MD: That’s Planet Rock you do, isn’t it?
RW: Yeah, I do Planet Rock and I’m doing an Irish rock radio show coming up soon as well, plus I do a column for Classic Rock magazine. I’m still in the music room/office at six o’clock every morning, regardless. I like working, it’s just hotels and the constant travelling that I think does your head in.
MD: Home comforts and so forth.
RW: Well, I drive home every night regardless of where I am. If it’s less than an eight hundred mile round trip I drive home. I live in Norfolk so I’ve done Cornwall and back.
MD: So you’re not too far from here then.
RW: It’s actually only a hundred miles to my house from here, it’s just a crap journey! It’s all across country where I think there’s more speed cameras than I’ve ever seen in my life!
MD: I have to ask this – you have the ‘Grumpy Old Rock Star’ books out and you’ve been labelled as a “grumpy old man”, but where did that tag come from originally as you always seem pretty good humoured?!
RW: Oh, but grumpy is funny!

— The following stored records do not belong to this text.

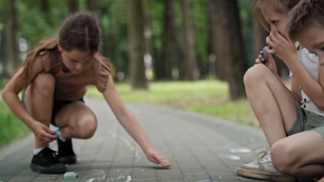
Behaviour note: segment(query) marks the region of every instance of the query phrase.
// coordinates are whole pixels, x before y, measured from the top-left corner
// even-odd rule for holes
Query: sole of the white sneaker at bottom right
[[[262,181],[276,181],[276,182],[295,182],[296,179],[291,176],[274,176],[270,174],[262,174],[258,172],[251,172],[249,170],[237,170],[237,176],[247,179],[258,179]]]

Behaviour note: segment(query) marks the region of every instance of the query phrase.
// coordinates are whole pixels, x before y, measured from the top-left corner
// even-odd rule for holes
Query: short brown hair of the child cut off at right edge
[[[287,32],[290,39],[296,41],[297,34],[309,26],[321,26],[324,28],[324,1],[323,0],[301,0],[291,11]]]

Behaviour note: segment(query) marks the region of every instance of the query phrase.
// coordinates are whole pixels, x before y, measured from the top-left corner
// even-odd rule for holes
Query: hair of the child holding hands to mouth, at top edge
[[[269,24],[267,21],[265,21],[262,10],[264,8],[270,8],[278,13],[285,13],[291,11],[294,6],[299,2],[300,0],[254,0],[253,7],[254,7],[254,17],[257,19],[260,24],[268,31],[270,32]],[[269,7],[267,7],[269,6]]]

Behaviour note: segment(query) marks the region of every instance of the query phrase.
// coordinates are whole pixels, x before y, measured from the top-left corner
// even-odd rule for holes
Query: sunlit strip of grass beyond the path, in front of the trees
[[[229,101],[228,85],[225,82],[152,82],[149,90],[132,90],[129,84],[118,83],[116,89],[120,97],[129,103],[162,105],[258,126],[249,101]],[[96,88],[91,87],[87,97],[98,98],[102,95]]]

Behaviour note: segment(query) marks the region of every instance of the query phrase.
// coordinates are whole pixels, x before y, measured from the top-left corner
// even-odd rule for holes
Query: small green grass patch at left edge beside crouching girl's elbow
[[[0,148],[28,133],[28,128],[9,110],[6,103],[0,101]]]

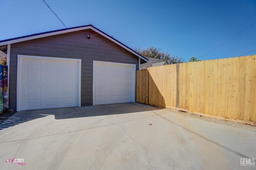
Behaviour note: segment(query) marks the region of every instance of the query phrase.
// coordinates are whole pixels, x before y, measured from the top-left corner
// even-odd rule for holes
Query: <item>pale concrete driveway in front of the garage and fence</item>
[[[22,111],[0,129],[1,170],[256,169],[254,126],[139,103]]]

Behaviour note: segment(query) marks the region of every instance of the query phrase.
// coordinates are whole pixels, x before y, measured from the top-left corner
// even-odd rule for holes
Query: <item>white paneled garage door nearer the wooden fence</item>
[[[94,105],[135,102],[135,67],[94,61]]]

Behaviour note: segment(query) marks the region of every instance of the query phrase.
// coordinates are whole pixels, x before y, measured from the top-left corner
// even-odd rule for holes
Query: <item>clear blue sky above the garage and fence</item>
[[[256,0],[45,0],[68,27],[92,24],[130,48],[187,62],[256,21]],[[65,28],[42,0],[0,0],[0,40]],[[254,50],[253,52],[250,52]],[[200,60],[256,54],[256,23]]]

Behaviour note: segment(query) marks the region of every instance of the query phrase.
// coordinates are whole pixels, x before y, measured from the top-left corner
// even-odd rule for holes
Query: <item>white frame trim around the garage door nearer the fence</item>
[[[104,63],[104,64],[118,64],[118,65],[126,65],[133,66],[133,79],[132,79],[132,102],[136,101],[136,64],[127,64],[127,63],[119,63],[119,62],[104,62],[104,61],[93,61],[93,71],[92,71],[92,105],[95,106],[95,64],[96,63]]]

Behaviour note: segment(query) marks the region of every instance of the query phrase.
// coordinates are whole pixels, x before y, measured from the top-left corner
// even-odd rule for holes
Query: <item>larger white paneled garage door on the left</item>
[[[20,109],[79,106],[79,61],[22,58]]]

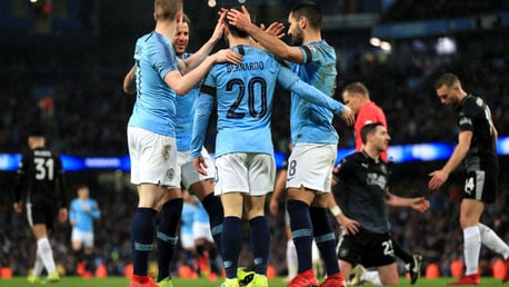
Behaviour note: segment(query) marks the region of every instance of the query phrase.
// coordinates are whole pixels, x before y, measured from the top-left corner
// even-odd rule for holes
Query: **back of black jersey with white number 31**
[[[63,174],[60,157],[46,148],[36,148],[23,155],[18,172],[24,176],[27,201],[49,201],[57,196],[57,180]]]

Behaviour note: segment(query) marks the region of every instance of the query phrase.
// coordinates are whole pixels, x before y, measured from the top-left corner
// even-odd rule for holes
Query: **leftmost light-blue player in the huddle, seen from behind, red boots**
[[[174,49],[170,44],[182,21],[182,0],[156,0],[156,29],[138,39],[134,50],[136,68],[124,79],[131,87],[136,78],[137,100],[128,123],[131,159],[131,182],[137,186],[139,202],[131,227],[133,276],[131,287],[154,287],[148,275],[148,256],[152,249],[154,219],[162,208],[159,225],[159,260],[167,261],[168,274],[159,286],[171,286],[169,263],[177,244],[177,225],[182,211],[180,174],[177,166],[176,97],[186,95],[216,62],[239,62],[241,56],[221,50],[204,60],[178,69]],[[221,16],[221,19],[223,14]],[[169,204],[169,205],[167,205]]]

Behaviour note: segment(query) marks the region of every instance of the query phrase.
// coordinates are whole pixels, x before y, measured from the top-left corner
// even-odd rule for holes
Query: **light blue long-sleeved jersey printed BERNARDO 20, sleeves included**
[[[250,46],[232,49],[243,55],[242,63],[216,65],[201,87],[191,141],[193,158],[200,156],[214,98],[218,106],[217,157],[231,152],[273,155],[270,121],[277,82],[335,112],[345,109],[342,103],[306,85],[266,50]]]

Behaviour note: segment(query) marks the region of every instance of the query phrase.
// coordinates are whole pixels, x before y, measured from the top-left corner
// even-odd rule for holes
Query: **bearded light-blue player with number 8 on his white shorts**
[[[335,49],[321,38],[321,11],[315,3],[296,6],[288,16],[288,33],[293,47],[266,33],[251,23],[244,7],[230,10],[227,19],[247,31],[263,48],[293,62],[300,79],[332,97],[336,85]],[[317,241],[326,265],[327,278],[321,286],[346,286],[335,254],[336,236],[328,218],[328,192],[337,156],[338,135],[332,115],[292,93],[290,109],[293,149],[287,176],[287,209],[298,255],[298,275],[288,286],[312,286],[318,280],[312,271],[311,246]],[[355,121],[350,109],[342,115],[348,125]]]

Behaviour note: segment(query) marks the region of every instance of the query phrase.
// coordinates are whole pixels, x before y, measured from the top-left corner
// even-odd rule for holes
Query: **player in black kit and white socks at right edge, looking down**
[[[442,75],[435,89],[442,105],[458,109],[459,135],[458,145],[442,169],[429,174],[428,187],[439,189],[461,162],[467,171],[460,207],[466,271],[458,281],[449,285],[480,284],[478,265],[481,244],[503,256],[506,275],[502,283],[507,283],[509,247],[491,228],[479,222],[485,206],[495,201],[498,190],[498,133],[491,121],[491,111],[481,98],[463,91],[456,75]]]

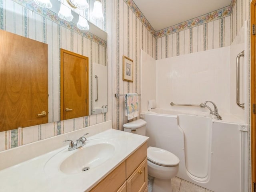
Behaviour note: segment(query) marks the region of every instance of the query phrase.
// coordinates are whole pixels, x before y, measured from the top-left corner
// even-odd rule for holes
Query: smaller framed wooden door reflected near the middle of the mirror
[[[61,120],[89,115],[88,57],[61,49]]]

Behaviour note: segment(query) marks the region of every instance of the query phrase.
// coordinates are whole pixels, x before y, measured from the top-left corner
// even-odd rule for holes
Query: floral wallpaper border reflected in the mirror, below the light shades
[[[99,38],[98,36],[84,30],[80,30],[77,28],[76,25],[74,25],[71,22],[67,22],[65,20],[62,20],[58,17],[58,15],[46,8],[39,7],[35,2],[32,2],[30,0],[12,0],[13,2],[16,2],[18,4],[21,4],[22,6],[28,8],[29,10],[36,12],[37,14],[40,14],[44,16],[45,18],[51,20],[52,22],[55,22],[65,28],[68,28],[69,30],[76,32],[77,34],[80,34],[104,47],[107,47],[107,42]]]

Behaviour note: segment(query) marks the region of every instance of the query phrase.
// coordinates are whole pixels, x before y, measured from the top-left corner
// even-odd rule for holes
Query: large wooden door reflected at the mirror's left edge
[[[47,44],[0,30],[0,102],[0,131],[48,123]]]

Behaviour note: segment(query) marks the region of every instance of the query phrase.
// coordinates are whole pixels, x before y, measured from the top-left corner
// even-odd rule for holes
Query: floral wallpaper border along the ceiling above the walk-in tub
[[[192,28],[201,24],[205,24],[207,22],[211,22],[214,20],[218,20],[218,19],[230,16],[232,13],[233,7],[236,4],[236,0],[232,0],[230,3],[230,6],[226,6],[214,12],[210,12],[208,14],[199,16],[197,18],[176,24],[174,26],[170,26],[168,28],[165,28],[159,31],[155,31],[154,28],[150,25],[150,23],[146,19],[146,17],[142,14],[140,9],[136,6],[136,4],[132,0],[124,0],[124,2],[126,2],[128,7],[134,12],[136,17],[142,22],[142,24],[148,29],[148,31],[151,32],[151,34],[155,38],[161,38],[166,35],[170,35],[182,30],[186,30],[188,28]]]

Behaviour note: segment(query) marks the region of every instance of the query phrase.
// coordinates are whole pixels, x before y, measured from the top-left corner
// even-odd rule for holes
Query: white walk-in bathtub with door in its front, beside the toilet
[[[206,137],[207,140],[203,141],[206,145],[208,144],[208,146],[202,149],[205,150],[204,152],[208,152],[207,157],[204,158],[204,160],[206,160],[205,162],[207,162],[208,158],[208,162],[206,163],[208,164],[206,166],[208,169],[207,173],[203,172],[202,170],[205,169],[202,168],[200,172],[206,173],[205,175],[196,173],[198,170],[193,170],[193,167],[191,170],[188,170],[190,166],[187,167],[186,156],[190,156],[188,160],[189,158],[193,158],[193,156],[196,159],[198,151],[194,150],[194,153],[191,152],[191,148],[189,148],[191,146],[186,147],[186,142],[192,142],[192,146],[196,146],[198,142],[202,142],[202,140],[200,140],[201,133],[199,129],[194,132],[199,135],[199,139],[195,139],[194,141],[187,139],[187,137],[190,137],[189,139],[193,137],[192,132],[188,133],[186,129],[182,129],[182,127],[184,127],[183,121],[189,120],[187,117],[190,116],[183,115],[179,117],[177,114],[153,114],[152,112],[145,112],[142,116],[147,122],[146,136],[150,137],[148,145],[168,150],[180,159],[180,168],[177,177],[216,192],[248,191],[248,167],[246,166],[248,134],[246,126],[245,129],[243,129],[244,125],[241,126],[241,124],[238,123],[210,119],[209,132],[205,132],[209,137]],[[178,120],[178,118],[180,119]],[[193,118],[193,116],[191,118]],[[194,118],[198,118],[198,116],[194,116]],[[208,119],[207,117],[202,118]],[[207,121],[208,120],[206,120],[206,122]],[[188,153],[186,150],[188,150]],[[202,160],[198,161],[199,162],[193,162],[193,160],[189,160],[189,162],[194,164],[202,163]],[[198,166],[200,165],[198,164]],[[197,176],[195,176],[195,173]],[[199,178],[198,176],[200,175],[204,177]]]

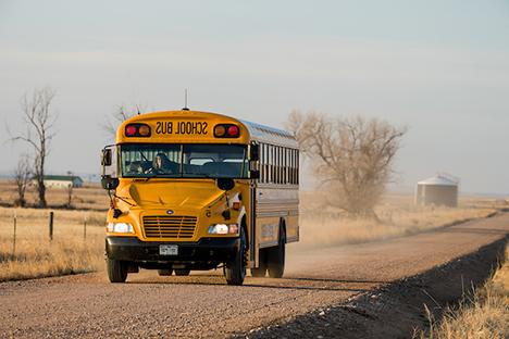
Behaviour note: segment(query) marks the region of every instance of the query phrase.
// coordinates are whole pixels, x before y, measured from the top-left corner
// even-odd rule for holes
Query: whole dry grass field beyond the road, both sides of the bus
[[[53,210],[10,208],[15,197],[14,186],[0,181],[0,281],[55,276],[101,269],[103,230],[108,198],[98,186],[74,190],[73,206],[63,210],[66,190],[50,189],[48,203]],[[35,202],[35,192],[28,194]],[[290,251],[323,248],[343,243],[359,243],[398,237],[465,219],[484,217],[505,208],[495,200],[462,199],[458,209],[419,208],[413,198],[387,196],[377,208],[380,222],[355,219],[340,211],[324,208],[316,192],[301,193],[300,242]],[[54,238],[49,241],[48,216],[54,211]],[[16,215],[16,243],[13,249],[13,217]],[[84,239],[84,222],[87,237]]]

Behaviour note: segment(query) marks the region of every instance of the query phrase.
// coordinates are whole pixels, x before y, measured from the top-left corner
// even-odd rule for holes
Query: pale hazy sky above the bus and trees
[[[98,171],[116,105],[178,109],[189,88],[193,109],[277,127],[294,109],[405,125],[397,187],[444,171],[509,194],[509,1],[0,0],[0,74],[12,130],[26,91],[57,90],[55,173]]]

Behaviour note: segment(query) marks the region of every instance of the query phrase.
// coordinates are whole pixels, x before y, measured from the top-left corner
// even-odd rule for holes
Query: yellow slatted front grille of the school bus
[[[193,238],[196,216],[150,215],[144,216],[144,231],[147,238]]]

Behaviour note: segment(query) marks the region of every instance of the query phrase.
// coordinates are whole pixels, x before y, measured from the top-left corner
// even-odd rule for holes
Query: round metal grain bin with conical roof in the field
[[[458,187],[458,179],[443,174],[421,180],[417,185],[415,204],[457,208]]]

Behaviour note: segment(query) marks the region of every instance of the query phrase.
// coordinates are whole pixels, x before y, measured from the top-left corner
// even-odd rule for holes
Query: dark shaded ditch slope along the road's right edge
[[[447,305],[483,284],[504,258],[507,237],[417,276],[400,279],[347,303],[319,309],[238,338],[409,338],[427,323],[424,305],[439,321]]]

You think about it, grumpy, even before it became a fashionable word, if you said “grumpy” it would put a smile on your face. It’s not angry.
MD: In a Jack Dee kind of way then, maybe.
RW: Exactly, there’s a fine line between being grumpy and angry. I mean, grumpy is you moan about something and have a real go at it. It’s very English; it’s more English than British and we just moan about everything. I know from friends I’ve got on both sides of the house in government that they’re quite happy for the general public in England to have a moan because then, after a week, they’ve got it out of their system, and they just carry on and do whatever they were going to do anyway!
MD: That’s true!
RW: We moan about the trains, we moan about hotels, we moan about everything, but we don’t do anything. We don’t do anything about it at all! The French…I used to use the analogy of the French…if the French weren’t happy about the price of bread, as much as bread is the staple diet, they would not buy bread for weeks, until the price came down, and eventually the price would come down. In England, we’d have a good moan about it and buy an extra loaf! [laughs] That’s exactly how it is so it actually becomes funny. My great friend Stuart Prebble who devised ‘Grumpy Old Men’, he said it’s purely that he wanted a programme that people would love but go – “do you know, that’s absolutely right.” So it’s funny. It’s not a joke, it’s an observation. But it’s true. We’re dreadful at it! I think one of the best ones was when the truckers got everyone to boycott the garages for a day and not buy any fuel, and the outcome was, I think, Blair put the petrol down by 2p, and everyone went – “Yes! What a result!” And then, three weeks later, they put it up 7p! The argument the government gave was that the loss for the country in revenue on the day that everyone didn’t buy it was so heavy, they had to put it up in order to get that back. So all it succeeded in doing was putting it up 5p and everyone went – “oh, alright then”! I mean, it’s unbelievable, that’s what we are.